Был ли на всём Дону хоть один народный заступник, Шолохову равный?
История литературы помнит бесстрашное путешествие Чехова на Сахалин, где он осуществил перепись и поведал обществу о бесправии местных жителей. Помнятся столовые, что открывал Лев Толстой в эпидемии голода. Но подвиг Чехова и подвиг Толстого не был сопряжён с прямой угрозой их собственной жизни. Шолохов же шёл в лоб. Он задался целью – наказать местное, вконец озверевшее партийное руководство. Не ради собственных обид – но в отместку за неслыханные страдания, принесённые казачеству.
После всех этих писем ни малейшей пощады в отношениях друг к другу между краевыми партийцами и Шолоховым больше не предполагалось.
Письмо Сталину завершалось так: «После Вашей телеграммы я ожил и воспрянул духом. До этого было очень плохо. Письмо к Вам – единственное, что написал с ноября прошлого года. Для творческой работы последние полгода были вычеркнуты. Зато сейчас буду работать с удесятерённой энергией».
В очередной раз сам себя обманул.
* * *
22 апреля Шолохов получает телеграмму.
«Молния.
Станица Вёшенская Вёшенского района Северо-Кавказского края.
Ваше второе письмо только что получил. Кроме отпущенных недавно сорока тысяч пудов ржи, отпускаем дополнительно для вёшенцев восемьдесят тысяч пудов всего сто двадцать тысяч пудов. Верхне-Донскому району отпускаем сорок тысяч пудов. Надо было прислать ответ не письмом, а телеграммой. Получилась потеря времени. Сталин».
Через две недели – ещё письмо: и снова Сталин. Это, конечно же, видят на почте, об этом тут же доносят ростовскому руководству: Шолохов пишет Сталину, Сталин пишет Шолохову. Дорого бы дали Шеболдаев, Овчинников и Зимин, за то, чтобы увидеть написанное!
В доме Шолоховых даже дети затихали, когда отец уходил в свою комнату вскрывать конверт.
«Дорогой тов. Шолохов!
Оба Ваши письма получены, как Вам известно. Помощь, какую требовали, оказана уже».

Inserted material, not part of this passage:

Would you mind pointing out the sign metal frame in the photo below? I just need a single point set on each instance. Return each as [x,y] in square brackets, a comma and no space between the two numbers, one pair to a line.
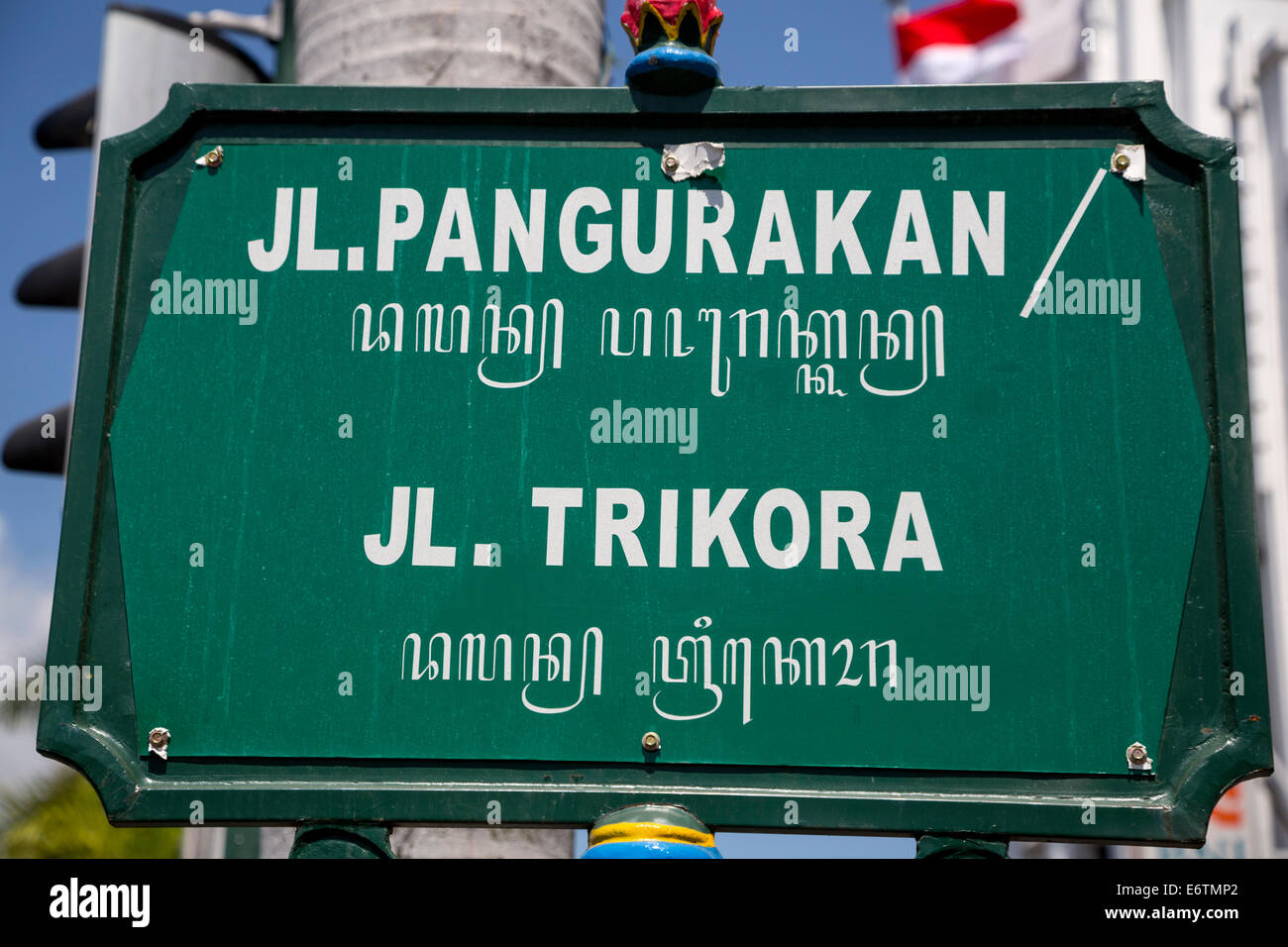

Сталин считает необходимым отчитаться: «Для разбора дела прибудет к вам, в Вёшенский район, т. Шкирятов, которому – очень прошу Вас – оказать помощь».
Следом вождь считает нужным объясниться: «Но это не всё, т. Шолохов. Дело в том, что Ваши письма производят несколько однобокое впечатление. Об этом я хочу написать Вам несколько слов.
Я поблагодарил Вас за письма, так как они вскрывают болячку нашей партийно-советской работы, вскрывают то, как иногда наши работники, желая обуздать врага, бьют нечаянно по друзьям и докатываются до садизма. Но это не значит, что я во всём согласен с Вами. Вы видите одну сторону, видите неплохо. Но это только одна сторона дела. Чтобы не ошибиться в политике (Ваши письма – не беллетристика, а сплошная политика), надо обозреть, надо уметь видеть и другую сторону. А другая сторона состоит в том, что уважаемые хлеборобы вашего района (и не только вашего района) проводили “итальянку” (саботаж!) и не прочь были оставить рабочих, Красную армию – без хлеба. Тот факт, что саботаж был тихий и внешне безобидный (без крови), – этот факт не меняет того, что уважаемые хлеборобы по сути дела вели “тихую” войну с советской властью. Войну на измор, дорогой тов. Шолохов…»
О саботаже, имевшем место, впрочем, писал и сам Шолохов – что скрывать, казаки, мнившие себя хитрей власти, думали обмануть это лязгающее сооружение: государство. Отличие же Шолохова от Сталина было в том, что первый их жалел и прощал, а второй… Доделывал задуманное, невзирая ни на что.